2022-06-15 14:22:22

by K Prateek Nayak

[permalink] [raw]
Subject: Re: [PATCH v4 1/2] sched: Add per_cpu cluster domain info and cpus_share_resources API

Hello Yicong,

I replied to the v3 of the series by mistake!
(https://lore.kernel.org/lkml/[email protected]/)
But rest assured all the analysis discussed there was done with
the v4 patch series. I'll add the same observations below so we
can continue discussion on v4.

We are observing some serious regression with tbench with this patch
series applied. The issue doesn't seem to be related to the actual
functionality of the patch but how the patch changes the per CPU
variable layout.

Discussed below are the results from running tbench on a dual
socket Zen3 (2 x 64C/128T) configured in different NPS modes.

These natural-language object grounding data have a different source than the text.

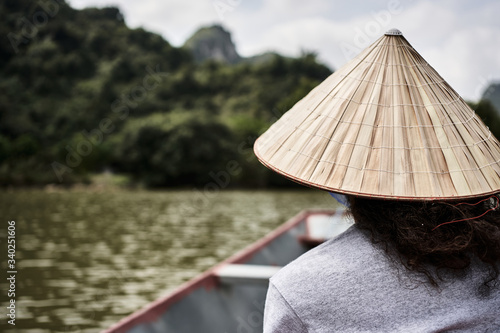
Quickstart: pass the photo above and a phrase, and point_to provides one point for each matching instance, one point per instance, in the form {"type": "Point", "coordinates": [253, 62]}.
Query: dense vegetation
{"type": "Point", "coordinates": [82, 93]}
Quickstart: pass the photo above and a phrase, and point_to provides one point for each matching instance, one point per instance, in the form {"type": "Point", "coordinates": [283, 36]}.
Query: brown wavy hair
{"type": "Point", "coordinates": [409, 227]}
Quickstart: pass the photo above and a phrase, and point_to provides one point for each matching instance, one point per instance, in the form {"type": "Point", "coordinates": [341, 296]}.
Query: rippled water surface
{"type": "Point", "coordinates": [87, 259]}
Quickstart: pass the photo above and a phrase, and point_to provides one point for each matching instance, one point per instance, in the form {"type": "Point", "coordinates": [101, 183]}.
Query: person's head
{"type": "Point", "coordinates": [428, 236]}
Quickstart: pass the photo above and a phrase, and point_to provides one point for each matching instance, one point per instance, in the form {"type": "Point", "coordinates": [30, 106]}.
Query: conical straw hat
{"type": "Point", "coordinates": [385, 125]}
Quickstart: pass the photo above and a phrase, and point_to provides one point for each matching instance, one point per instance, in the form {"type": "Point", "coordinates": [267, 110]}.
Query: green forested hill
{"type": "Point", "coordinates": [82, 93]}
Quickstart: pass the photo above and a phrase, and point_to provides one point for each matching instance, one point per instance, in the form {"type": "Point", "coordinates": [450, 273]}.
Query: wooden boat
{"type": "Point", "coordinates": [230, 296]}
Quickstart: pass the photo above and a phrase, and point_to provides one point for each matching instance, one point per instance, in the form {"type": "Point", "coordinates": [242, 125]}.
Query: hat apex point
{"type": "Point", "coordinates": [394, 32]}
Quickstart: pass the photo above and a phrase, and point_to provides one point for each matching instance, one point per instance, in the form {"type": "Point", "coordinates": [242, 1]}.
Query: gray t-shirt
{"type": "Point", "coordinates": [348, 284]}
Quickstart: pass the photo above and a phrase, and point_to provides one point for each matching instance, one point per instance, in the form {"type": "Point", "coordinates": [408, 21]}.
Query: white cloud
{"type": "Point", "coordinates": [460, 39]}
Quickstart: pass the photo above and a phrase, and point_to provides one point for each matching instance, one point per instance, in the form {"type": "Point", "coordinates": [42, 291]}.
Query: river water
{"type": "Point", "coordinates": [85, 259]}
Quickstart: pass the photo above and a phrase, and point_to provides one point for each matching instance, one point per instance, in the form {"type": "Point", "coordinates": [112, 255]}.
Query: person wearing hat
{"type": "Point", "coordinates": [421, 175]}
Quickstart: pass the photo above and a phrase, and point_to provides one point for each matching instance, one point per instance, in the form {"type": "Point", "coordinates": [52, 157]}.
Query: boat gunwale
{"type": "Point", "coordinates": [208, 279]}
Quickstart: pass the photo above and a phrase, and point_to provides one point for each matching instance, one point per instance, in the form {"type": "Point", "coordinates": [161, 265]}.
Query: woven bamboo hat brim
{"type": "Point", "coordinates": [385, 125]}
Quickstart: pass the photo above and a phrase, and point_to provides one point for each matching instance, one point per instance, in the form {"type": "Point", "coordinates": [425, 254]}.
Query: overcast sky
{"type": "Point", "coordinates": [459, 38]}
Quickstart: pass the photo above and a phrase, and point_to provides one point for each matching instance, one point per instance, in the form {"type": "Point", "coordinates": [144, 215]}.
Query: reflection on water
{"type": "Point", "coordinates": [87, 259]}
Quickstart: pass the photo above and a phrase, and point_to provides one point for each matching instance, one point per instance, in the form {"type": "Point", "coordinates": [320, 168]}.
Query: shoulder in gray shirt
{"type": "Point", "coordinates": [349, 285]}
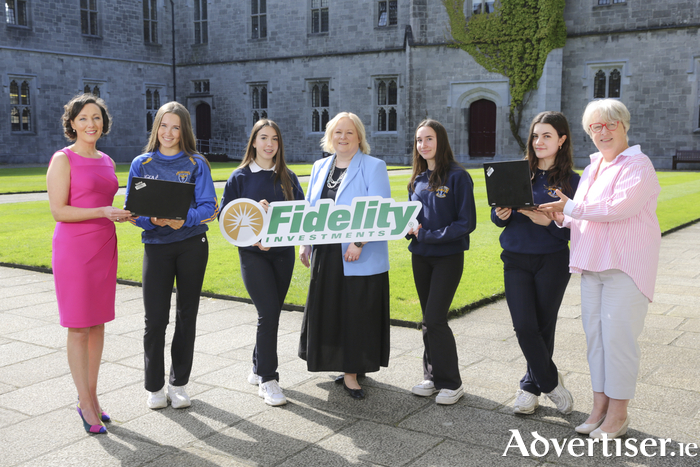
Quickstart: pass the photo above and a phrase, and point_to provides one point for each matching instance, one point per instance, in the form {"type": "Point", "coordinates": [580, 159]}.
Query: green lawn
{"type": "Point", "coordinates": [26, 231]}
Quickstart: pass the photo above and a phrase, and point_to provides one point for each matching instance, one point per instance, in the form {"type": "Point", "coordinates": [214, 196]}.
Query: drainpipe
{"type": "Point", "coordinates": [172, 17]}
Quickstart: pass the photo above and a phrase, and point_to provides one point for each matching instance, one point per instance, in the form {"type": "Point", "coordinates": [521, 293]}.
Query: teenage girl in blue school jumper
{"type": "Point", "coordinates": [267, 272]}
{"type": "Point", "coordinates": [175, 251]}
{"type": "Point", "coordinates": [438, 243]}
{"type": "Point", "coordinates": [536, 262]}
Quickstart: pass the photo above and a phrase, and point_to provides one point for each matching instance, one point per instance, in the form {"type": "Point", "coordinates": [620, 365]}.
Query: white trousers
{"type": "Point", "coordinates": [613, 311]}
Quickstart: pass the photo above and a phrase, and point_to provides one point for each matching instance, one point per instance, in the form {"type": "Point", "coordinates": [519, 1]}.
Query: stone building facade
{"type": "Point", "coordinates": [300, 62]}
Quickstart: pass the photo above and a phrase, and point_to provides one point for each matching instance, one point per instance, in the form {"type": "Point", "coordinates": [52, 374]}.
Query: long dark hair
{"type": "Point", "coordinates": [281, 171]}
{"type": "Point", "coordinates": [444, 158]}
{"type": "Point", "coordinates": [560, 172]}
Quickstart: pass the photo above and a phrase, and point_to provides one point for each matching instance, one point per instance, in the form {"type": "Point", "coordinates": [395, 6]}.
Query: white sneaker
{"type": "Point", "coordinates": [424, 389]}
{"type": "Point", "coordinates": [254, 379]}
{"type": "Point", "coordinates": [178, 397]}
{"type": "Point", "coordinates": [449, 396]}
{"type": "Point", "coordinates": [157, 400]}
{"type": "Point", "coordinates": [272, 393]}
{"type": "Point", "coordinates": [561, 397]}
{"type": "Point", "coordinates": [525, 402]}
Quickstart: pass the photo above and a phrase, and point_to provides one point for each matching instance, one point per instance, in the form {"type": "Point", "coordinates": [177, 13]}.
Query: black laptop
{"type": "Point", "coordinates": [159, 198]}
{"type": "Point", "coordinates": [509, 184]}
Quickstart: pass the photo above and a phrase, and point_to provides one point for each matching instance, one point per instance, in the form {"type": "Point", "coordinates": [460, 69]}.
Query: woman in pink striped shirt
{"type": "Point", "coordinates": [615, 240]}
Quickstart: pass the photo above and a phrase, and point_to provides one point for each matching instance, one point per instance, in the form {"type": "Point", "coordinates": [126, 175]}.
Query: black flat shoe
{"type": "Point", "coordinates": [340, 378]}
{"type": "Point", "coordinates": [354, 393]}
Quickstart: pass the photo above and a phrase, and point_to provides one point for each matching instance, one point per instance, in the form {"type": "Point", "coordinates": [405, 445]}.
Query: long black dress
{"type": "Point", "coordinates": [346, 318]}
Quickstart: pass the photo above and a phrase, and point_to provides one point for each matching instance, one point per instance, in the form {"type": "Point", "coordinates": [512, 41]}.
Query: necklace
{"type": "Point", "coordinates": [333, 184]}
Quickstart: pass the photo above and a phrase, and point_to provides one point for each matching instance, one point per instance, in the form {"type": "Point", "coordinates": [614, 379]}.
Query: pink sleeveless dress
{"type": "Point", "coordinates": [84, 257]}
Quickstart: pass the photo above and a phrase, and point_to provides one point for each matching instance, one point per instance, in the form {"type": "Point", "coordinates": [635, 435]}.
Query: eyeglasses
{"type": "Point", "coordinates": [598, 127]}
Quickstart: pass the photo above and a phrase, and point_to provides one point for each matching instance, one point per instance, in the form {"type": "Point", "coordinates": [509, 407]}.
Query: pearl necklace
{"type": "Point", "coordinates": [333, 184]}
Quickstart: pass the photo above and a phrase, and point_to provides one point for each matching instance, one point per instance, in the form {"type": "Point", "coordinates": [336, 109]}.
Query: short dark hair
{"type": "Point", "coordinates": [73, 108]}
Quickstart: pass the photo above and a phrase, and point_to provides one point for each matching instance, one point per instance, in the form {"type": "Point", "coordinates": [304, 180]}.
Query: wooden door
{"type": "Point", "coordinates": [482, 129]}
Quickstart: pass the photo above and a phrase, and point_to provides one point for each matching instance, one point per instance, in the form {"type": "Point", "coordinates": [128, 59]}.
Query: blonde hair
{"type": "Point", "coordinates": [327, 140]}
{"type": "Point", "coordinates": [188, 143]}
{"type": "Point", "coordinates": [606, 110]}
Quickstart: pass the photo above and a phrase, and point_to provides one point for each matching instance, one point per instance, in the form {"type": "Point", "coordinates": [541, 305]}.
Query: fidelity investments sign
{"type": "Point", "coordinates": [244, 222]}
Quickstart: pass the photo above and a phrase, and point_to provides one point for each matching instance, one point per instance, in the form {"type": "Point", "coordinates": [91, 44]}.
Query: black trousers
{"type": "Point", "coordinates": [267, 276]}
{"type": "Point", "coordinates": [535, 286]}
{"type": "Point", "coordinates": [185, 261]}
{"type": "Point", "coordinates": [437, 279]}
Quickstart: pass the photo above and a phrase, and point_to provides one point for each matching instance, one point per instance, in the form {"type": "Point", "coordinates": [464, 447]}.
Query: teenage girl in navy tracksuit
{"type": "Point", "coordinates": [173, 249]}
{"type": "Point", "coordinates": [267, 272]}
{"type": "Point", "coordinates": [536, 262]}
{"type": "Point", "coordinates": [438, 243]}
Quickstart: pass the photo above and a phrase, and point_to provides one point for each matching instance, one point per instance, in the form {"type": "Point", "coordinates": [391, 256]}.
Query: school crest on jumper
{"type": "Point", "coordinates": [183, 176]}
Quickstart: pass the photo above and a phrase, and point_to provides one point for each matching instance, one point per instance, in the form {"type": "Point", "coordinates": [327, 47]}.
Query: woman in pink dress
{"type": "Point", "coordinates": [81, 185]}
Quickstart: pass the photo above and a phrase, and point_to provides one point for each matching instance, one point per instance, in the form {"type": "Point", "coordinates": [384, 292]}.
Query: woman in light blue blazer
{"type": "Point", "coordinates": [346, 318]}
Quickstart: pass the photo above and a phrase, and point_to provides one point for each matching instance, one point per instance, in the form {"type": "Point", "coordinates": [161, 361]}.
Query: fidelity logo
{"type": "Point", "coordinates": [243, 222]}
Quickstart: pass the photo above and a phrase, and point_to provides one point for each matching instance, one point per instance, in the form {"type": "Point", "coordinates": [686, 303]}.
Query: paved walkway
{"type": "Point", "coordinates": [229, 425]}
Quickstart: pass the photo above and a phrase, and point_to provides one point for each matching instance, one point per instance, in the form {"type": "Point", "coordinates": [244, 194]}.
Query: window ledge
{"type": "Point", "coordinates": [613, 5]}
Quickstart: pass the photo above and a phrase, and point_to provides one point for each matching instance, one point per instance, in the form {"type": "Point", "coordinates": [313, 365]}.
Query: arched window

NPS Modes are used to logically divide single socket into
multiple NUMA region.
Following is the NUMA configuration for each NPS mode on the system:

NPS1: Each socket is a NUMA node.
Total 2 NUMA nodes in the dual socket machine.

Node 0: 0-63, 128-191
Node 1: 64-127, 192-255

NPS2: Each socket is further logically divided into 2 NUMA regions.
Total 4 NUMA nodes exist over 2 socket.

Node 0: 0-31, 128-159
Node 1: 32-63, 160-191
Node 2: 64-95, 192-223
Node 3: 96-127, 223-255

NPS4: Each socket is logically divided into 4 NUMA regions.
Total 8 NUMA nodes exist over 2 socket.

Node 0: 0-15, 128-143
Node 1: 16-31, 144-159
Node 2: 32-47, 160-175
Node 3: 48-63, 176-191
Node 4: 64-79, 192-207
Node 5: 80-95, 208-223
Node 6: 96-111, 223-231
Node 7: 112-127, 232-255

Benchmark Results:

Kernel versions:
- tip: 5.19.0-rc2 tip sched/core
- cluster: 5.19.0-rc2 tip sched/core + both the patches of the series

When we started testing, the tip was at:
commit: f3dd3f674555 "sched: Remove the limitation of WF_ON_CPU on wakelist if wakee cpu is idle"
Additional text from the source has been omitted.